First, the pellets of the PC resin composition obtained in Examples 1 to 3 and Comparative Examples 1 to 3 were dried at 120 ° C. for 5 hours or more. Thereafter, the PC resin composition pellets were put into an injection molding machine (“M150AII-SJ type” manufactured by Meiki Seisakusho), held in a cylinder set at 280 ° C. for 20 minutes in this injection molding machine, and then the mold temperature. A three-stage plate having a thickness of 1.0 mm, a thickness of 2.0 mm, and a thickness of 3.0 mm was injection-molded under the conditions of 80 ° C. and a molding cycle of 55 seconds. The three-stage plate thus obtained was visually checked for the presence of surface flaws and pinholes. The results are shown in Table 2. The evaluation criteria of “A” to “D” in Table 2 were as follows. The acceptance criteria were as follows.

(Evaluation criteria)
A: No more than 2 pieces and pinholes B: More than 2 pieces and 5 pinholes C: More than 5 pieces and 10 pinholes D: More than 10 pieces and pinholes

(passing grade)
The standard is AC

  From the results shown in Table 2, it was found that Examples 1 to 3 satisfied the acceptance criteria in terms of appearance. On the other hand, it was found that Comparative Examples 1 to 3 did not satisfy the acceptance criteria in terms of appearance.
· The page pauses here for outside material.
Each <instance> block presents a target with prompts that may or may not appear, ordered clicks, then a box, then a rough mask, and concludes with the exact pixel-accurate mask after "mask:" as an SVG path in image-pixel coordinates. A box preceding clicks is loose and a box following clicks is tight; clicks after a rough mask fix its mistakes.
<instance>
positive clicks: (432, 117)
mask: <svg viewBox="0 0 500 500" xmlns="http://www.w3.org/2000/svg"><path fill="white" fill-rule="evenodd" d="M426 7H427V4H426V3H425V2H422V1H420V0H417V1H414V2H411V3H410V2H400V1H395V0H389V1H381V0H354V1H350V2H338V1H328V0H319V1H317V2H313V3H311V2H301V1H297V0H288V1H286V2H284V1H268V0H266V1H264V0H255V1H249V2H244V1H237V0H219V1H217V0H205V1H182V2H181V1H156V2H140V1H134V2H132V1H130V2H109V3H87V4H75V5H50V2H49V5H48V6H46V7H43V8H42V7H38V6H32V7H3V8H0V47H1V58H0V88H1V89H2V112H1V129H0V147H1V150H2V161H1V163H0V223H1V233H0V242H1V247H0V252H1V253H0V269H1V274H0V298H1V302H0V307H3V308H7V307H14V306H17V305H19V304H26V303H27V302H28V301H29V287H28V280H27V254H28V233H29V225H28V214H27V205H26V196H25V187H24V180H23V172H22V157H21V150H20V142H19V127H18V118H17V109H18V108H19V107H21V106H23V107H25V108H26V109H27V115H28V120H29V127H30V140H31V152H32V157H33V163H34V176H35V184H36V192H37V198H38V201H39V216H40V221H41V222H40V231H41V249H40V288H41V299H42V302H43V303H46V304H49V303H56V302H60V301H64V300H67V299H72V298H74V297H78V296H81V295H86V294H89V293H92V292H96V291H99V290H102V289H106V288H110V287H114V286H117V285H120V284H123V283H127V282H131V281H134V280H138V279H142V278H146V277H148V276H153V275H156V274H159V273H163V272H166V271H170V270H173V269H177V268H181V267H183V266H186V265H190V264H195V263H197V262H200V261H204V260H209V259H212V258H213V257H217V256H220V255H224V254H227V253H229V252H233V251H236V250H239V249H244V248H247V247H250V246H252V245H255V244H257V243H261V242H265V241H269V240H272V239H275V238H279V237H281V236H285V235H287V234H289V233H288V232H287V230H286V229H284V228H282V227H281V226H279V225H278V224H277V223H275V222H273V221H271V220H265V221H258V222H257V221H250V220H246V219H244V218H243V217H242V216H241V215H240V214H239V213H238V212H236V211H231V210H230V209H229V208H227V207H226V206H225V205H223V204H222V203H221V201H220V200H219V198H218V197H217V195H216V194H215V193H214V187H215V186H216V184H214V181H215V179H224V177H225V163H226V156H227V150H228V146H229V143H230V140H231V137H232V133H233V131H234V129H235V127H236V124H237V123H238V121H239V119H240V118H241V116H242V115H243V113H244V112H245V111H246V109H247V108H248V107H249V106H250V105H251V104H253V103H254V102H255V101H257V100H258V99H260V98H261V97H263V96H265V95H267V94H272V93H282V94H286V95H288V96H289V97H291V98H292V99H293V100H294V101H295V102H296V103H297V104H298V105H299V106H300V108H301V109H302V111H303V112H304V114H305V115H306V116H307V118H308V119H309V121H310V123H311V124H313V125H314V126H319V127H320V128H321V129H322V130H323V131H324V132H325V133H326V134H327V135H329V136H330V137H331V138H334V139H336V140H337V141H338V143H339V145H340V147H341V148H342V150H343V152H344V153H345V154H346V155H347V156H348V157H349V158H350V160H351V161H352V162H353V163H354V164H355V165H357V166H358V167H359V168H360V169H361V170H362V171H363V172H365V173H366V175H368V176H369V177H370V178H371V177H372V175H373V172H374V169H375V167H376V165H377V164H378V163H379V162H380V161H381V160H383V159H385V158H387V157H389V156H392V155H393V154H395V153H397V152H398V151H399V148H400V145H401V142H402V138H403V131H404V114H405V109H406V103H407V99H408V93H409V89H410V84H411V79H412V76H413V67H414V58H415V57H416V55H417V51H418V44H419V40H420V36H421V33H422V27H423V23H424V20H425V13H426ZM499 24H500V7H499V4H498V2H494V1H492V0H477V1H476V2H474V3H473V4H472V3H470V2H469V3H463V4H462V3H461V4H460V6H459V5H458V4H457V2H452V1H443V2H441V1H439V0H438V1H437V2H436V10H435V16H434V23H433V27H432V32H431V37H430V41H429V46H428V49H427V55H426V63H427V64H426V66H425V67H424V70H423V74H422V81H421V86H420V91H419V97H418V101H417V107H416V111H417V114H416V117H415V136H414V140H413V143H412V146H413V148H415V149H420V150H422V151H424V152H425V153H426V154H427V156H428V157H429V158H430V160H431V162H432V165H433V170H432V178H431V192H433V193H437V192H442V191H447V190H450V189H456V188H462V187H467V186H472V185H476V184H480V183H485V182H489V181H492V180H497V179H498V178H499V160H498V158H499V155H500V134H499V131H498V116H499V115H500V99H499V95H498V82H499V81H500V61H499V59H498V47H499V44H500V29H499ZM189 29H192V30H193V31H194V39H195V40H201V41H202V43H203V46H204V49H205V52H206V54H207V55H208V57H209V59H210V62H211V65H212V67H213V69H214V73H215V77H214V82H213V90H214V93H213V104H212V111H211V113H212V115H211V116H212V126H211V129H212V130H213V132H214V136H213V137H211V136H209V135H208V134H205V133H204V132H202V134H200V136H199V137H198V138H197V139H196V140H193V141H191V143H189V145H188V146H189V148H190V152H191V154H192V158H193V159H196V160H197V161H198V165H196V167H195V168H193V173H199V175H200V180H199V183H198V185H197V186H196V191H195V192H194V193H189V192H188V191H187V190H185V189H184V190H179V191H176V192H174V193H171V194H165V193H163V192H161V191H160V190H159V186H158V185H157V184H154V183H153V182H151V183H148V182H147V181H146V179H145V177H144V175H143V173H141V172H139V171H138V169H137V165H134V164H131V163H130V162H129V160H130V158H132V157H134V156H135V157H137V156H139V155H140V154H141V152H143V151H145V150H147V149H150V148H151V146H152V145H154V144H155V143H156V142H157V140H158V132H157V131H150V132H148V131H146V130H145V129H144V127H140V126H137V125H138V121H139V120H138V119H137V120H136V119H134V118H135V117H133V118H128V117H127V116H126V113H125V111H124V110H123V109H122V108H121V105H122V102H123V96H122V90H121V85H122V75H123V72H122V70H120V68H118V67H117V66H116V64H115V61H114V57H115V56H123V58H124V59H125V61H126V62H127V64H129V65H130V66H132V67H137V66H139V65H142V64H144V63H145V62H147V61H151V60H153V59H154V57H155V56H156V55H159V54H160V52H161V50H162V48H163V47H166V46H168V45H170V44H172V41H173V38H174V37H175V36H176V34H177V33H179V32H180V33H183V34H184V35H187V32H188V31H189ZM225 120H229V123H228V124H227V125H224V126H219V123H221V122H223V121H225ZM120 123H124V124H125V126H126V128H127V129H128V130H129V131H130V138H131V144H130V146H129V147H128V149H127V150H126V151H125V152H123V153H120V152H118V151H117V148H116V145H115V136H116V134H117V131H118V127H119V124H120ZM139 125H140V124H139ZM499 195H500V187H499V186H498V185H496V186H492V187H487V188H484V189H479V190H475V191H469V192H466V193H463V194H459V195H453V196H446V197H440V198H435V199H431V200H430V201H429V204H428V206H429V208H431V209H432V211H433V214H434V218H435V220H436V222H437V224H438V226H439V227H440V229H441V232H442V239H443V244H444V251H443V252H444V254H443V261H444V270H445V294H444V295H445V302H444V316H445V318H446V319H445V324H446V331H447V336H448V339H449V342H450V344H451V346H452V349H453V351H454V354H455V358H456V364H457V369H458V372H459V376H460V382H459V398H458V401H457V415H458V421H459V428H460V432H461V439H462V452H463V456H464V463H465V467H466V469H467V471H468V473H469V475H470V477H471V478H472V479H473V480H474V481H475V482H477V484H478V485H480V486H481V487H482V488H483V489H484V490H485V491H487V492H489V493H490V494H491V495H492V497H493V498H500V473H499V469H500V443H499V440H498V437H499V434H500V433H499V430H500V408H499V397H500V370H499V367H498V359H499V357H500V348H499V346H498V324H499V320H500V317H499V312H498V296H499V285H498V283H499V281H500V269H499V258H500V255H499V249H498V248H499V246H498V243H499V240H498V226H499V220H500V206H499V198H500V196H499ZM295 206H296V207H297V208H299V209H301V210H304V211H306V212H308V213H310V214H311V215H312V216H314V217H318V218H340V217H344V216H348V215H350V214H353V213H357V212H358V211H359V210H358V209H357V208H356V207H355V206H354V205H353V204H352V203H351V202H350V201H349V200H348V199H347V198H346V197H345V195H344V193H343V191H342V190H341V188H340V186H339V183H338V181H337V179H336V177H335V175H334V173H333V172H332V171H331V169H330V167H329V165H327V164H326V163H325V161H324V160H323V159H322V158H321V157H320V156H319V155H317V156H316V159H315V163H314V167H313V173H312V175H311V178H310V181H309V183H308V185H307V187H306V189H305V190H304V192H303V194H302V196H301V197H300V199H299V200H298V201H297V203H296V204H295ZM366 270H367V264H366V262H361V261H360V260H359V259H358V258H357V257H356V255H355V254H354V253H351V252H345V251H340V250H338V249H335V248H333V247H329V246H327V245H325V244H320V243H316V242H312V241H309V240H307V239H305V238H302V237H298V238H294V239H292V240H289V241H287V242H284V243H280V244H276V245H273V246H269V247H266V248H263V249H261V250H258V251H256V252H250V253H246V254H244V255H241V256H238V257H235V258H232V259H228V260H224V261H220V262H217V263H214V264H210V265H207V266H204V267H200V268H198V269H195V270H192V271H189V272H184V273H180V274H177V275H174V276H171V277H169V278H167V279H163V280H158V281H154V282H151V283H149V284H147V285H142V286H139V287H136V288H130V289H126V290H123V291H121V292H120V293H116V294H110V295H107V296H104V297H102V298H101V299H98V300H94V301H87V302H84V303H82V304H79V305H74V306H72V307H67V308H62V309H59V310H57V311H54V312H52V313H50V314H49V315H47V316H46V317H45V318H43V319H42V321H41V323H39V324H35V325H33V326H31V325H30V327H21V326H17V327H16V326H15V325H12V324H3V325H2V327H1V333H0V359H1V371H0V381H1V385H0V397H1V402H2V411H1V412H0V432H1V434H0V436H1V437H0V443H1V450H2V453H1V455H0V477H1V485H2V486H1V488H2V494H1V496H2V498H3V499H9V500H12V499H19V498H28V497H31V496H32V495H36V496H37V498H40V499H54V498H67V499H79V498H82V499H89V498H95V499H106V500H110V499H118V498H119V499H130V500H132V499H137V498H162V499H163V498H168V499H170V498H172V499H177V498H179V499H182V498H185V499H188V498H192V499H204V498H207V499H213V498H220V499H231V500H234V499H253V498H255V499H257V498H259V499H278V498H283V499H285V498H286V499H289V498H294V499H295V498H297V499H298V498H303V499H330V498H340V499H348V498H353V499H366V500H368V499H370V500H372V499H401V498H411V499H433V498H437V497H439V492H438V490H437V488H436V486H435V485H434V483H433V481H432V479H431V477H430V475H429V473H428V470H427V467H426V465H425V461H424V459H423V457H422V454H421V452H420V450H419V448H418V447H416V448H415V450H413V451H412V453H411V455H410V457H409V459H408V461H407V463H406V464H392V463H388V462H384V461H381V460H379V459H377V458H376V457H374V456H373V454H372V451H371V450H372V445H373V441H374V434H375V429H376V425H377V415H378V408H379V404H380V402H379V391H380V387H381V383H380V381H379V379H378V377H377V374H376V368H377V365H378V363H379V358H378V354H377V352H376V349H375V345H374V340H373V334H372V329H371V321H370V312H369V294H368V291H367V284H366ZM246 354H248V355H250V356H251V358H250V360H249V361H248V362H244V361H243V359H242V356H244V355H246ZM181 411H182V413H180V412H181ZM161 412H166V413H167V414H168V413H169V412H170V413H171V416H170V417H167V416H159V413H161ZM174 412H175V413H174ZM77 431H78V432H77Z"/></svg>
  As mentioned above, according to the manufacturing method of the PC resin composition of this invention, it was confirmed that the PC resin composition which can manufacture the molded article which has a favorable external appearance can be obtained.

Claims (7)

A method for producing a polycarbonate resin composition comprising producing a polycarbonate resin composition comprising a polycarbonate resin (A), carbon black (B1), a styrenic thermoplastic resin (B2), and a lubricant (B3),
A masterbatch preparation step of preparing a masterbatch (B) by melt-kneading a masterbatch material containing the carbon black (B1), the styrenic thermoplastic resin (B2), and the lubricant (B3);
Melting and kneading the polycarbonate resin (A) and the master batch (B) using an extruder to obtain a melt-kneaded product,
An extrusion step of extruding the melt-kneaded product from the extruder,
The viscosity average molecular weight of the polycarbonate resin (A) is 12,000 to 40,000,
The blending ratio of the polycarbonate resin (A) in the total of the polycarbonate resin (A) and the master batch (B) is 80 to 99.95% by mass,
In the masterbatch raw material, the blending ratio of the carbon black (B1) in the total of the carbon black (B1) and the styrene-based thermoplastic resin (B2) is 5 to 60% by mass,
The polycarbonate resin composition in which the masterbatch raw material contains 0.01 to 30 parts by mass of the lubricant (B3) with respect to 100 parts by mass in total of the carbon black (B1) and the styrene-based thermoplastic resin (B2). Manufacturing method.   The method for producing a polycarbonate resin composition according to claim 1, wherein the carbon black (B1) has an oil absorption of 20 to 140 ml / 100 g.   The method for producing a polycarbonate resin composition according to claim 1 or 2, wherein the carbon black (B1) has an average particle size of 5 to 50 nm. The lubricant (B3) is an esterified product of an aliphatic carboxylic acid,
4. The polycarbonate resin composition according to claim 1, wherein the esterified product of the aliphatic carboxylic acid is an esterified product of a polyhydric alcohol and an aliphatic carboxylic acid having 10 to 19 carbon atoms. Method.   The method for producing a polycarbonate resin composition according to claim 4, wherein the esterified product of the aliphatic carboxylic acid comprises at least one selected from the group consisting of glycerin tristearate and pentaerythritol tetrastearate.   The manufacturing method of the polycarbonate resin composition as described in any one of Claims 1-5 whose melt flow rate of the said polycarbonate resin (A) is larger than the melt flow rate of the said styrene-type thermoplastic resin (B2). In the said extrusion process, the temperature of the discharge part of the said extruder is 330 degrees C or less, The manufacturing method of the polycarbonate resin composition as described in any one of Claims 1-6.